Tongue scraping and DNA extraction

The study subjects were instructed not to eat, drink, smoke, or use shammah at least an hour before sample collection. All samples were collected in the morning between 9 am and 12 pm. No specific instruction about performing or refraining from oral hygiene and tongue brushing were provided. Tongue scraping samples were collected as follows. The tongue was isolated using sterilized cotton rolls and gauze, and the participant was asked to protrude his tongue forward as much as he could. The tongue was stabilized by holding the tip with a piece of sterile gauze and its surface was dried with another piece. Using a sterilized metal spatula, the dorsal surface of the tongue was scrapped with overlapping strokes starting posteriorly all the way to the tip. The collected scraping was then transferred with a sterile paper point into a sterile Eppendorf tube containing 600 μl sterile, molecular-grade Tris-EDTA buffer (pH 8.0) and stored at − 20 °C.

Prior to DNA extraction, the samples were thawed, vortexed vigorously, and centrifuged at 14,000 rpm for 1 minute (Micro 120, Hettich Zentrifuge, Germany) to pellet the cells. The supernatant was decanted and the pellet washed once with 500 μl phosphate-buffered saline, suspended in 180 μl of lysozyme solution (20 mg/ml), and incubated overnight at 37 °C. DNA was then extracted using PureLink™ Genomic DNA Mini Kit (Invitrogen, USA) according the manufacturer’s instructions, using an elution volume of 100 μl. The quantity of DNA was assessed by Jenway Genova Nano 3-in-1 Spectrophotmeter (Jenway®, UK). The extracts were stored at − 20 °C for subsequent analysis.

16S sequencing and bioinformatic analysis

Library preparation and sequencing of the 16S rRNA gene were performed at the Australian Center for Ecogenomics (Brisbane, Australia) as described elsewhere [34]. In brief, the degenerate primers 27FYM [35] and 519R [36] were employed to amplify the V1–3 region in standard PCR conditions. The generated amplicons (~ 520 bp) were purified and, in a second PCR, tagged with 8-base barcodes. The libraries were then pooled in equimolar concentrations and sequenced on a MiSeq (Illumina, USA) using the v3 2 × 300 bp chemistry, with a minimum sequencing depth of 30,000 reads per sample.
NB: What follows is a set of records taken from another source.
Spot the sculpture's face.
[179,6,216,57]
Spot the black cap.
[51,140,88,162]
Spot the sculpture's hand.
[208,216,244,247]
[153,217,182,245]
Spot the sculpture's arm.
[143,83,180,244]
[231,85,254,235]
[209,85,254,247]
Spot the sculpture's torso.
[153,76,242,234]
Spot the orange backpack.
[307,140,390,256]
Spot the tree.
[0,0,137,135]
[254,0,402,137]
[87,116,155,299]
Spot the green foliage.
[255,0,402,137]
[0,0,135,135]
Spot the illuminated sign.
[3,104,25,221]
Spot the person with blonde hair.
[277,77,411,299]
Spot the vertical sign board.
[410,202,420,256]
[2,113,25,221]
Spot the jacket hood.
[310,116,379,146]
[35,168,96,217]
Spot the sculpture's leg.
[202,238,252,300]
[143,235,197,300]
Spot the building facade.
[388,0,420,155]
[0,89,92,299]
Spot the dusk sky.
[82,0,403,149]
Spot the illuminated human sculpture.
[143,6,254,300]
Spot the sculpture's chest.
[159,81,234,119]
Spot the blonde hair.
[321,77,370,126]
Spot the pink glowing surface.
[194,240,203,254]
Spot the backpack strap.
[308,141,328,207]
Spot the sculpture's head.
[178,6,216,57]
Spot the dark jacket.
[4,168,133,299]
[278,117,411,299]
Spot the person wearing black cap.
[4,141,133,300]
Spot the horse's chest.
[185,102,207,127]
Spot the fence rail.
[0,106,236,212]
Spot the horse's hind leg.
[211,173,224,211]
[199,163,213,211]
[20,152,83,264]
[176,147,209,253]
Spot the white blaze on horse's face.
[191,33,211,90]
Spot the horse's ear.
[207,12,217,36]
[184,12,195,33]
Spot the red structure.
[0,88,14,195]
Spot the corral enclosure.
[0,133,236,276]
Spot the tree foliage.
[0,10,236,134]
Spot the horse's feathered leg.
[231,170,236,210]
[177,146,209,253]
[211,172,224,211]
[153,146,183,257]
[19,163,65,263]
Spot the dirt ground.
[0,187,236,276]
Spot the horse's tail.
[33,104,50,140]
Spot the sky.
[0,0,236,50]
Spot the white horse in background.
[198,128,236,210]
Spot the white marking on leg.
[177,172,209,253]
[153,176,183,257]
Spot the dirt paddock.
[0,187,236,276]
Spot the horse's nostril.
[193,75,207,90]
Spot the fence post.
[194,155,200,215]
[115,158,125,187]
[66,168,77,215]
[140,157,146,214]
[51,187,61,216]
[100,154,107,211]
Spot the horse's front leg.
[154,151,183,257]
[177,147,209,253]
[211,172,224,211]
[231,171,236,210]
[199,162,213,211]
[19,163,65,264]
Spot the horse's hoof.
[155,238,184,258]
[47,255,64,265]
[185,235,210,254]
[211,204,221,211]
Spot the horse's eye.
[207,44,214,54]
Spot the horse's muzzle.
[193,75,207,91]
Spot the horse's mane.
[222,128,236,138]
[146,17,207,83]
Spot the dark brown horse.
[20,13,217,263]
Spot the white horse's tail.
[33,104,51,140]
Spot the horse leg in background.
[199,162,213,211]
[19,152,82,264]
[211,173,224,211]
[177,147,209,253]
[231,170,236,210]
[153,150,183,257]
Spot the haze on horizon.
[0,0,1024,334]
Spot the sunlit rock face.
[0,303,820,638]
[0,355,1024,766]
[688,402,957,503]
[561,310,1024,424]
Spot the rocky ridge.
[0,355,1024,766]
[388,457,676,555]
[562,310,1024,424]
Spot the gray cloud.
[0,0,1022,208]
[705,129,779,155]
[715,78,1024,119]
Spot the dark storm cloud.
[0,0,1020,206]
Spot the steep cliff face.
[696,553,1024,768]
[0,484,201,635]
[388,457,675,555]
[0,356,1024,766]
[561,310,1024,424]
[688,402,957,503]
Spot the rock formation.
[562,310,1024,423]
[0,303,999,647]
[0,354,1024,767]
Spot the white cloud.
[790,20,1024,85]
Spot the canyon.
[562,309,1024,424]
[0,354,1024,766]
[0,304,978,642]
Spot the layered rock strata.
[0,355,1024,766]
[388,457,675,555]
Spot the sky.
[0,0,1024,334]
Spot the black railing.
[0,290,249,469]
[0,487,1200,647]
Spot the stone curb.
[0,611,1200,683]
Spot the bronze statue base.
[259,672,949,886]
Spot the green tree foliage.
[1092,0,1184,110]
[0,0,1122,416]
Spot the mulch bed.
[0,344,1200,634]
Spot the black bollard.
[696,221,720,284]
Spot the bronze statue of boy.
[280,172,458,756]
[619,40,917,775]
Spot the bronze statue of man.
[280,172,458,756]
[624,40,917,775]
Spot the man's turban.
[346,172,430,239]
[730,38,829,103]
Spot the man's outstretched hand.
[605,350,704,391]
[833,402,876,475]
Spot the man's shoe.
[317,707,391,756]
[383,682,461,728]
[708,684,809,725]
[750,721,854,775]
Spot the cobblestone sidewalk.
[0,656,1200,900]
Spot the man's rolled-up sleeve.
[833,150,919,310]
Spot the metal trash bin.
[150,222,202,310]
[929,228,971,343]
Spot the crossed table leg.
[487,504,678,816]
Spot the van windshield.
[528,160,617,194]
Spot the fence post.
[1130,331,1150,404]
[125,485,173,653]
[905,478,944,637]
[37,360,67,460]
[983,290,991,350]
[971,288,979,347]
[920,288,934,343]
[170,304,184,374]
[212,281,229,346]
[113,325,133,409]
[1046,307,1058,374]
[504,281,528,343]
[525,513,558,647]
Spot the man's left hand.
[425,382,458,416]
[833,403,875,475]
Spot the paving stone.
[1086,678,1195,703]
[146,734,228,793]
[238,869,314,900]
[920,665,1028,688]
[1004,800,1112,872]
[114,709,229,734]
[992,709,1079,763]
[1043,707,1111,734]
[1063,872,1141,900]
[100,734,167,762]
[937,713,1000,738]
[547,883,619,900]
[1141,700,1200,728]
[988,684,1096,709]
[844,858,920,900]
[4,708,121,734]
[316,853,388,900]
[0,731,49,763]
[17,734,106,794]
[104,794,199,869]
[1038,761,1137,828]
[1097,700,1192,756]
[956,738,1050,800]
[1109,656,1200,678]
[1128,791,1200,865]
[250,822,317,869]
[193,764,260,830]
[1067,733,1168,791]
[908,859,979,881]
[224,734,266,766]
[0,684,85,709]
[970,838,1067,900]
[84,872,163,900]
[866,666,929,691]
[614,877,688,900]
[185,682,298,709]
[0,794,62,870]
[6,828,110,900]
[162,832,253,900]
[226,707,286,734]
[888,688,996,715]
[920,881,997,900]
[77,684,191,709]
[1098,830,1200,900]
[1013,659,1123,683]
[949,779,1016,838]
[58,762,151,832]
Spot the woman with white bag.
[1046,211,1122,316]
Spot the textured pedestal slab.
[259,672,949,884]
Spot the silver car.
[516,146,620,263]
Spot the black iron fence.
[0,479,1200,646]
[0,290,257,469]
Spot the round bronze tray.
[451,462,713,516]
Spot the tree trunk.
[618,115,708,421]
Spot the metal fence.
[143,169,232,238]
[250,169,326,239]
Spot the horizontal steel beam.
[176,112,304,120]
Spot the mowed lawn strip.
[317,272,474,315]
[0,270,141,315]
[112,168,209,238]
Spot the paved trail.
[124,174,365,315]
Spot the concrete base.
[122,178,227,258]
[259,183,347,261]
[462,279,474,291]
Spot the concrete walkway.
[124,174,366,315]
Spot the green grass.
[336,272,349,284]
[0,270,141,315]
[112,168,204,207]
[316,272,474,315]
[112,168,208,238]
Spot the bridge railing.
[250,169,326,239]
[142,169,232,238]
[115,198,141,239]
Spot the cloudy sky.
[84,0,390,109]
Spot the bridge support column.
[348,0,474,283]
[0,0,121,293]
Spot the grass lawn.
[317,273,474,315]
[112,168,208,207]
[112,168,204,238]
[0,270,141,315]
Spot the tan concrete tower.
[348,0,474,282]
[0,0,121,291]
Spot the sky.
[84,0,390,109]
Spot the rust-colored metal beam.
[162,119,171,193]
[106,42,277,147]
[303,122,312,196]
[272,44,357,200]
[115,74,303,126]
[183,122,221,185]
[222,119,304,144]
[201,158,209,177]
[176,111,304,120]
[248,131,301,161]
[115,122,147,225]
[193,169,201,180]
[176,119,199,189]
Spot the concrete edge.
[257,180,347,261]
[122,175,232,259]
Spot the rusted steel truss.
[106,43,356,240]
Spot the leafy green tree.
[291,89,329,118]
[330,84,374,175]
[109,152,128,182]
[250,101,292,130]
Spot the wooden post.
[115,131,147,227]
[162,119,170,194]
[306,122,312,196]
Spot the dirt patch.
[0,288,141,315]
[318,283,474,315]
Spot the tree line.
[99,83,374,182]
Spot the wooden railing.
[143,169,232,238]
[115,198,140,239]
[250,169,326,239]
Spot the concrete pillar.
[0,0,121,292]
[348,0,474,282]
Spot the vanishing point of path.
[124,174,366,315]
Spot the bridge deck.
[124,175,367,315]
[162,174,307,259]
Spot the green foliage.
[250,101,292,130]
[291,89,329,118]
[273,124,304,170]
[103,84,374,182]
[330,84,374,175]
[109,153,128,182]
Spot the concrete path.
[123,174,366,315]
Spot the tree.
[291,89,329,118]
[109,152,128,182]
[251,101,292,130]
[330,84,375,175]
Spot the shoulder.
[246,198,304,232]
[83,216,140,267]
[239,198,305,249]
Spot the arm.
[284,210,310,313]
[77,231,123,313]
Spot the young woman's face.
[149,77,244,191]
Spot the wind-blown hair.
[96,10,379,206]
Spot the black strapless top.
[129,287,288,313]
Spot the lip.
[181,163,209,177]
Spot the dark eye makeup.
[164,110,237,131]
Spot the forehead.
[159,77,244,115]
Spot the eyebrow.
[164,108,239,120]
The raw data were preprocessed, including merging of reads, primer-trimming, quality-filtration, alignment and chimera removal, using PEAR [37] and mothur [38] as detailed previously [22]. The resultant high quality, merged reads were classified using our BLASTn-based, species-level taxonomy assignment algorithm, described in details elsewhere [22, 39]. Briefly, the algorithm works by searching individual reads at alignment coverage and % identity of ≥98% against four 16S rRNA reference databases, and assigning them taxonomy of the hit sequence with the highest % identity and bit score belonging to the highest priority reference set. The databases in the order of their biological relevance (priority) are: The Human Oral Microbiome Database (HOMD) version 14.5; a chimera-free version of the Human Oral Microbiome extended database (trusted-HOMDext); a modified version of the Greengene Gold set (modified-GGG); and NCBI’s microbial 16S set. Downstream analysis of microbial profiles including subsampling, generation of taxonomy plots/tables and rarefaction curves, and calculation of species richness, coverage, alpha diversity indices and beta diversity distance matrices, was performed with QIIME (Quantitative Insights Into Microbial Ecology) software package version 1.9.1 [40]. Principal component analysis (PCoA) was used to cluster samples based on microbial similarity. Differentially abundant taxa were identified with linear discriminant analysis (LDA) effect size (LEfSe) [41].